In a very simplified sense, it is a choice between using tools like WhatsApp and being exposed to fake news or using tools like Facebook and also being exposed to fake news, having a bit bigger chance to report it and combat it, but risking that our personal data can be mined, for example, to manipulate an election campaign. There is a third choice – not to use any of it at all. The middle way is to be both very careful about one’s privacy and about trusting news (any news: coming from friends, traditional media or social media). Once again, it boils down to people, not their tools.
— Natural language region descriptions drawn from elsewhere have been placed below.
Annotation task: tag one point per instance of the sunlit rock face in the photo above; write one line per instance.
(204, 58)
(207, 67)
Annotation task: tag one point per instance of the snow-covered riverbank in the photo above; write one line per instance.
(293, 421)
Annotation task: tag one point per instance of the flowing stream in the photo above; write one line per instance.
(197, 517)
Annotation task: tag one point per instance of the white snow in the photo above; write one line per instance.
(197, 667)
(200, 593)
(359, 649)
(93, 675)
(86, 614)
Third, it is all about a chain of trust. I may not trust the media – especially in the light of what was written above – but I trust my friends. The person that had sent me the information about “no Islam in Japan” is a person I trust and know to be very honest. It is possible that this person received the message from another friend, whom that person trusts. Someplace in that chain somebody misused the trust of other people to peddle his agenda. Still, I would not expect anybody to trust media more than his friends. Perhaps it is more about relying on friends for information on what they should know more about than us, such as their personal lives or professional expertise, but not necessarily on general news.
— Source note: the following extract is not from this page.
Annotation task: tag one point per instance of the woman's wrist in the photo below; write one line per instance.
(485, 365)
There are concrete people to blame for such violence-inciting fake news, and WhatsApp is just one of their many instruments. People have been peddling false accusations against others for ages, long before not only the Internet, but even before print media. When reading about recent cases of fake news inciting violence in the Indian state of Assam, it came to my mind that they bear resemblance to how Jews were perceived and treated in medieval Europe. In Assam, some foreign (i.e. non-Assamese Indians) individuals were beaten or lynched on false accusation that they wanted to kidnap children. On a very general level, it bears resemblance to an old European myth about Jews kidnapping Christian children. In both cases, a vague notion of the little-known “Other” as conducting the most horrendous act of abducting children is used to temporarily unify the community in an act of violence.
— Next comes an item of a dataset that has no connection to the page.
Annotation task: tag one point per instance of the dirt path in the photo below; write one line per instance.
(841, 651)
Thus, the human race has a long history of blaming others for fictional misdeeds. Modern tools such as social media and messaging applications can reinforce the old stereotypes that some groups harbor about others. But WhatsApp or the entire Internet should hardly be blamed. Why this may be a risky theory, I do not think the Internet has elevated the problem to new levels (and, as a neutral tool, it can be used as much to tackle it). Violence against others was much worse and widespread during the pre-Internet era. Given a chance, the Nazis would have surely used the Internet to peddle their hate, but, fortunately, the web appeared in our life when education and civic responsibility became much stronger, at least in some societies.

The scale of information with which we bomb our minds is beyond our capacity to equally analyze all of it. What is needed is a realization of which education tools and awareness campaigns have been most successful in changing the mindsets of people. The more stereotypes are countered, the lesser the chance that fake news will fall on fertile ground and lead to tragedy.